Il faut prendre en compte tous ceux qui utilisent une partie du domaine public pour y commercer. Ces gens se font une clientèle, mais leur situation est assez précaire : si l’autorisation d’utiliser le domaine public leur est retirée ou si, parce qu’ils arrêtent leur activité, leur repreneur n’y a plus accès, le fonds de commerce ne vaut plus grand-chose, car il ne leur reste rien, si ce n’est la remorque – compte tenu, parfois, de sa vétusté, cela ne représente pas grand-chose – et le stock, s’il y en a un. Au contraire, dans le cas d’un magasin, il y a le droit au bail et le fonds de commerce – bref, on peut valoriser un certain nombre de choses.
Cette situation empêche donc toute valorisation du fonds de ces commerçants et même, d’une certaine façon, tout droit à la retraite. Cela empêche aussi la pérennisation des métiers concernés sur nos marchés. Si l’on voit disparaître un certain nombre d’activités, c’est justement parce qu’il n’y a pas d’intérêt à les reprendre et à les transmettre. Nous avons donc, tous ensemble, le devoir de veiller à ce que les personnes exerçant ces métiers aient, s’agissant de leur avenir, une forme de visibilité, de façon à ce que nos marchés conservent un certain nombre de métiers qualifiés, mais aussi diversifiés. En effet, ce ne sont pas les gens qui viennent faire des coups – par exemple parce qu’ils ont acheté un stock – et qui ne reviennent pas d’une semaine sur l’autre qui entretiennent la vie et la qualité des marchés sur les places de nos villages, dont nous nous réjouissons qu’ils existent.
L’idée est donc de faire en sorte que celui qui veut vendre ou passer le relais – à son fils, à l’un de ses collaborateurs ou à un repreneur quelconque – ait la faculté de donner des garanties, s’agissant de la continuité du droit d’utilisation du domaine public, à celui ou celle qui reprend son activité.
Le présent amendement vise à autoriser le commerçant qui s’apprête à partir à présenter son successeur au maire. L’autorité concernée pourra alors, c’est l’objet de l’amendement du Gouvernement qui sera examiné après le mien, donner une garantie – ou non, car nous n’enlevons pas aux maires, bien entendu, la faculté de construire leurs marchés et de les transformer. Cela dit, il faut aussi que celui qui reprend l’activité ne risque pas d’être la victime d’un marché de dupes ; il faut qu’il ait des garanties, ce que permet précisément la sensibilisation préalable. Si la garantie existe, le fond de commerce a effectivement une valeur.

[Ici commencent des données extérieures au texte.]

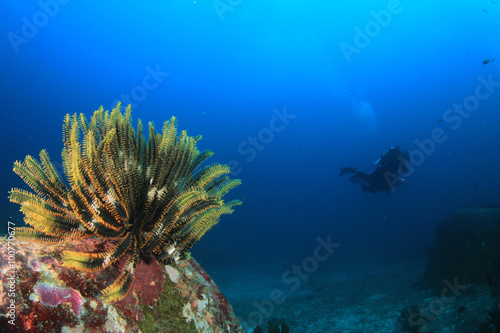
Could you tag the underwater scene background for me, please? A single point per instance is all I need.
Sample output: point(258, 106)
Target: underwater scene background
point(286, 93)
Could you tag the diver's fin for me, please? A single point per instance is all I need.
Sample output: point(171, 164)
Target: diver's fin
point(343, 171)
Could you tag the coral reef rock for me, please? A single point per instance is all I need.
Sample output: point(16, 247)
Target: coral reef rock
point(39, 294)
point(467, 250)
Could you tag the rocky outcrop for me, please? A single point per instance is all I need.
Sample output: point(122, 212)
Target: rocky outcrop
point(467, 250)
point(38, 294)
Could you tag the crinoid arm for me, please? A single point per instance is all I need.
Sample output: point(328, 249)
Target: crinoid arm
point(142, 197)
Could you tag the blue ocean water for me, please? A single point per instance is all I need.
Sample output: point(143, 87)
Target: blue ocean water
point(287, 93)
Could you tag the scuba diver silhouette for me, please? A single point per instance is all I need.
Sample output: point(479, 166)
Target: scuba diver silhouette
point(391, 167)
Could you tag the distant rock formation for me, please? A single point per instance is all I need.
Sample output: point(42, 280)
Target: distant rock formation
point(467, 250)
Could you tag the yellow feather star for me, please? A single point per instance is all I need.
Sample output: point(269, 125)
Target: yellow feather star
point(147, 197)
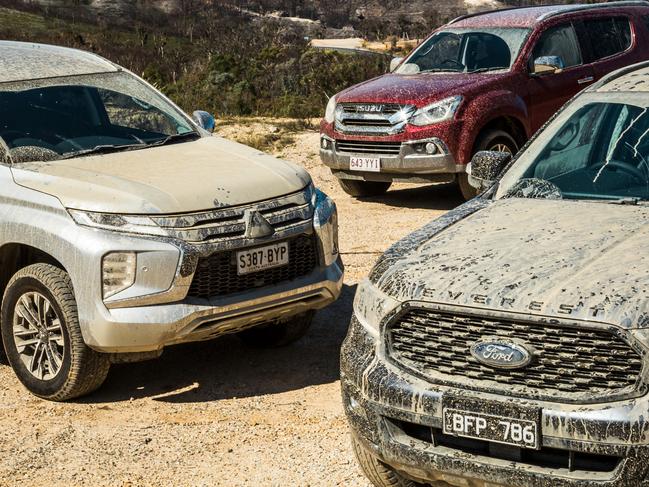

En tout état de cause, notre démarche vise à garantir la continuité d’une activité commerciale, sans pour autant empêcher le maire d’exercer son pouvoir de police en la matière, mais en donnant des garanties préalables à la transmission pour que celle-ci soit possible.
Tels sont les éléments que je pouvais vous fournir ; ils s’emboîtent les uns dans les autres, dans la mesure où mon approche est complémentaire de celle du Gouvernement – je pense au sous-amendement et à l’amendement qu’il a déposés. À cet égard, je vous remercie, madame la ministre, d’avoir donné suite, comme vous vous y étiez engagée, à la première proposition que je vous avais faite – c’était un amendement d’appel, mais c’est à cela que sert le travail en commission, puis dans l’hémicycle. D’autres groupes nous ont également rejoints. Nous sommes arrivés à un dispositif qui respecte le droit des collectivités locales – en l’occurrence, celui des maires –, tout en donnant une nouvelle faculté aux marchands et aux commerçants, dont le métier est extrêmement difficile, d’avoir de la visibilité, aussi bien sur leur propre avenir, par rapport à leur retraite, que sur celui de leur métier. Je crois que c’est là une avancée considérable. Nous pouvons tous nous réjouir d’avoir fait en sorte qu’elle aboutisse aujourd’hui.